# Need help with three TV media room



## pwizzle (Jul 11, 2017)

i am embarking on a three TV set up for my new media room. I was looking at the Denon AVR-X2300W (2016 model) or the AVR-X3300. My main TV will be a 65"-70" flat screen with one 50" TV on each side. I currently have some Mirage Omni 60 speakers that i will use for the larger TV sound. 

Do I need additional speakers for the side TV's?
Is the Denon receiver a good choice?

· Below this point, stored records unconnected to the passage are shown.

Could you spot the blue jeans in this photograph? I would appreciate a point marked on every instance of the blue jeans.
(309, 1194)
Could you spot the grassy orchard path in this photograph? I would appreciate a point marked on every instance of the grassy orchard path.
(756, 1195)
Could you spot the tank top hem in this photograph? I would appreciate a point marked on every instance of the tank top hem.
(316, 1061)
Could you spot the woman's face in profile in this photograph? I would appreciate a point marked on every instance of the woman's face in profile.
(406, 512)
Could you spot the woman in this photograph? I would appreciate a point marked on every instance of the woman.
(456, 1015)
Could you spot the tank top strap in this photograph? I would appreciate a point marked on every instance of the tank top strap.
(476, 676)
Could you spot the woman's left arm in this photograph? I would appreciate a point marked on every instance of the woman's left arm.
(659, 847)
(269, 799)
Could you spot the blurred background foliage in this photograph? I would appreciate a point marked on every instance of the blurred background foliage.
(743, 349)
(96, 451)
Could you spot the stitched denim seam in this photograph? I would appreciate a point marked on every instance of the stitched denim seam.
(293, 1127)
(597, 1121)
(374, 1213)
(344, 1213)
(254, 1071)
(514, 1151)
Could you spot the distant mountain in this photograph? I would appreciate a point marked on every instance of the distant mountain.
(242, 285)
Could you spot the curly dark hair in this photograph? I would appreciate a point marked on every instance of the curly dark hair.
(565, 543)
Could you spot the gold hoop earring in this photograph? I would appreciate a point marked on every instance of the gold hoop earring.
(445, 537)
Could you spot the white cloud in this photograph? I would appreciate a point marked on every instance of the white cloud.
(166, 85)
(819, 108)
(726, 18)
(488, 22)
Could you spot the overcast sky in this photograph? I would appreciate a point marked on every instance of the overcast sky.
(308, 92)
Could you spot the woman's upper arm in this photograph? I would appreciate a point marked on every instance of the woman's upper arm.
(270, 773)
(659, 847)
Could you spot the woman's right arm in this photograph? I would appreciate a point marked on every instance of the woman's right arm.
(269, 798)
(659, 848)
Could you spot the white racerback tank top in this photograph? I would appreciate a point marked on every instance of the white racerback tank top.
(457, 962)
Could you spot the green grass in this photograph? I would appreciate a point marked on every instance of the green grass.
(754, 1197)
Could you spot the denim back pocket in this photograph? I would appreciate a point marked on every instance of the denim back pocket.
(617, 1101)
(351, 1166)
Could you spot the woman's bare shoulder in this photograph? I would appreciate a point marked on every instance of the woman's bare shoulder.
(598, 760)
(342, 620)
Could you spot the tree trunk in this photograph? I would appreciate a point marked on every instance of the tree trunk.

If not, what would you recommend? 

This will be my first true theater/media room.

Any help or suggestions are appreciated.

Thanks

Sent from my SM-G955U using Tapatalk


----------



## ajinfla (May 10, 2009)

Hi pwizzle, welcome.
Tough questions to someone else to answer, since you are best qualified. What are the other 2 TVs for? If for watching say 2 other football games, it's doubtful you would want sound going on all three.


----------



## pwizzle (Jul 11, 2017)

ajinfla said:


> Hi pwizzle, welcome.
> Tough questions to someone else to answer, since you are best qualified. What are the other 2 TVs for? If for watching say 2 other football games, it's doubtful you would want sound going on all three.


The room will be used for watching multiple games (basketball & football). I was thinking of only putting sound on the middle TV. The other two tv's will be 42"-50", 8need to see which size will look and fit best beside the larger TV. One 9f the side tv's will not have a cable hook up and will be used for streaming video via a chromecast or Apple TV. 



I am just starting this project and was just looking for some input for people who know way more than I do!

Sent from my SM-G955U using Tapatalk


----------